Laparoscopic pyeloplasty has replaced open pyeloplasty as the preferred method of treating PUJO. Despite its high cost, robotic-assisted laparoscopic pyeloplasty may play a role in the future. Deterioration of renal function or symptoms such flank discomfort or infection are reasons to consider surgery.4 Within the proper follow-up protocols, successful conservative therapy of asymptomatic cases in youngsters has been recorded.10 The robotic approach seems to add further technical advantages when compared to conventional LP but sustains a higher costs. Currently, the choice to adopt one of the different minimally invasive approaches depends on the surgeon’s preference or experience, and on institutional availability.11
Conservative therapy is advised for patients with NCS who present with modest hematuria or mild and manageable symptoms. However, in cases of severe symptoms such as flank or abdominal pain, anemia, autonomic dysfunction, impairment of renal function, including persistent orthostatic proteinuria, varicocele formation, and ineffective conservative measures after 24 months in patients under the age of 18 and after 6 months in adults, surgery may be considered.12
Conclusion
Nutcracker syndrome is rare cause of flank pain and hematuria. Concomitant left NCS and right PUJO obstruction is rare case scenario. Based on clinical manifestation, patient conditions and multiple factors both conservative management and surgical intervention are an option, either open or laparoscopic. For our patient we tried laparoscopic pyeloplasty but after applying posterior sutures stenting was difficult then procedure converted to open.

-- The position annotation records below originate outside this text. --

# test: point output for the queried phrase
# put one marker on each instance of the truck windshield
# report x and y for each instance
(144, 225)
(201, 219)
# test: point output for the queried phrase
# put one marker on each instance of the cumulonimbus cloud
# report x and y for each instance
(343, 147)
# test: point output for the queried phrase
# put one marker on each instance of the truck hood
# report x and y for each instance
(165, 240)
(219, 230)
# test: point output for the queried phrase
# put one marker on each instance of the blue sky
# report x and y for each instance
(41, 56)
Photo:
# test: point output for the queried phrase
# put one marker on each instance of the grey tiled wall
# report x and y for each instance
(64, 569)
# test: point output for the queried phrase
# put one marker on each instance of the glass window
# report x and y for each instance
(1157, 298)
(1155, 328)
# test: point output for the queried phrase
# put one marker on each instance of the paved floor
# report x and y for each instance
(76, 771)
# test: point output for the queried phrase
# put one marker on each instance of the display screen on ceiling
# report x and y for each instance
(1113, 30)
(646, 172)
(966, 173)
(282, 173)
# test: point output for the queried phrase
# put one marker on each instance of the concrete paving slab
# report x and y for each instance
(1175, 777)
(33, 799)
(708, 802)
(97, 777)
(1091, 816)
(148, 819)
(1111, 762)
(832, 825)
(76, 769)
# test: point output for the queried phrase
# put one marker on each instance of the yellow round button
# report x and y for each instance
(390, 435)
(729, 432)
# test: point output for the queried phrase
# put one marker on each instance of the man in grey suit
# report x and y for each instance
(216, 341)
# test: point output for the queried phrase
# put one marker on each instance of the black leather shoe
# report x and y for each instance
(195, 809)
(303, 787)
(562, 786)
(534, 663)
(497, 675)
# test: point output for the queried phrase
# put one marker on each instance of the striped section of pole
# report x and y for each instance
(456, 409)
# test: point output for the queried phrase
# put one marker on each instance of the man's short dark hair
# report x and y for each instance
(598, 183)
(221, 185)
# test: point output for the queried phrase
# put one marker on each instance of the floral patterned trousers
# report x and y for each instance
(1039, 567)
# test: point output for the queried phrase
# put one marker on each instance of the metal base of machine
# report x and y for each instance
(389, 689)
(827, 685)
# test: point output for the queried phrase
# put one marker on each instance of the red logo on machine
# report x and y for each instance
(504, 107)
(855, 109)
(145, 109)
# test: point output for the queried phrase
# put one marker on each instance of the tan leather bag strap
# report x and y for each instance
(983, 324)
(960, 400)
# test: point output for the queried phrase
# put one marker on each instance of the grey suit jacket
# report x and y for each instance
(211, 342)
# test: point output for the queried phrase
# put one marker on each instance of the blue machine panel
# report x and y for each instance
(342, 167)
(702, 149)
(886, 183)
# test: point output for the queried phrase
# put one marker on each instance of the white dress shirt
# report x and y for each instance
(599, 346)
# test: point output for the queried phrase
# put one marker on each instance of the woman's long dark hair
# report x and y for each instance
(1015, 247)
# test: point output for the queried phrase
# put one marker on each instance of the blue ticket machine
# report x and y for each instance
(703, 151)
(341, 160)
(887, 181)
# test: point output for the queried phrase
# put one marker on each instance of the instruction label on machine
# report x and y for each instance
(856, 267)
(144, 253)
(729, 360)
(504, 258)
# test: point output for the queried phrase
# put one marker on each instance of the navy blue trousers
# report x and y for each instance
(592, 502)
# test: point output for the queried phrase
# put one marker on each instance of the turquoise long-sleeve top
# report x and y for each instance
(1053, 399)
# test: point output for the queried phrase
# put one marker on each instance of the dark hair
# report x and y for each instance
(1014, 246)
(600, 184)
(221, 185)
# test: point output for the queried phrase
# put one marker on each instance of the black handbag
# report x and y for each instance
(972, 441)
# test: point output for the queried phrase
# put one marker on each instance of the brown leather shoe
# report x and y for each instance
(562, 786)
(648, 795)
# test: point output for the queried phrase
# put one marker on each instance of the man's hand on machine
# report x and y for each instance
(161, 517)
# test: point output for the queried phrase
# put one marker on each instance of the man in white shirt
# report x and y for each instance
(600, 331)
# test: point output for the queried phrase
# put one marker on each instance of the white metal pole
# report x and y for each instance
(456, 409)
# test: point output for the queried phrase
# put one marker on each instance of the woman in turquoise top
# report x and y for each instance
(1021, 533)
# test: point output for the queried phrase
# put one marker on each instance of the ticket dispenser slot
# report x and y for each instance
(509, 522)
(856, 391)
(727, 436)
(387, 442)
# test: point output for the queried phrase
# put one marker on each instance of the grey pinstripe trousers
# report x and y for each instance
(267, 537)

Patient had smooth post-operative course. Physician need to draw attention on possibility of this rare association of the two syndromes.
Consent for Publication
Written and signed informed consent was obtained from the patient for publication of this case report and accompanying images. No need of ethical clearance from institution for publication of the case report.
Acknowledgment
We would like to acknowledge Dr Ali Ibrahim and Dr Abdurahman yessuf, both were involved in the case management.
Funding
There is no funding to report.
Disclosure
The authors report no conflicts of interest in this work.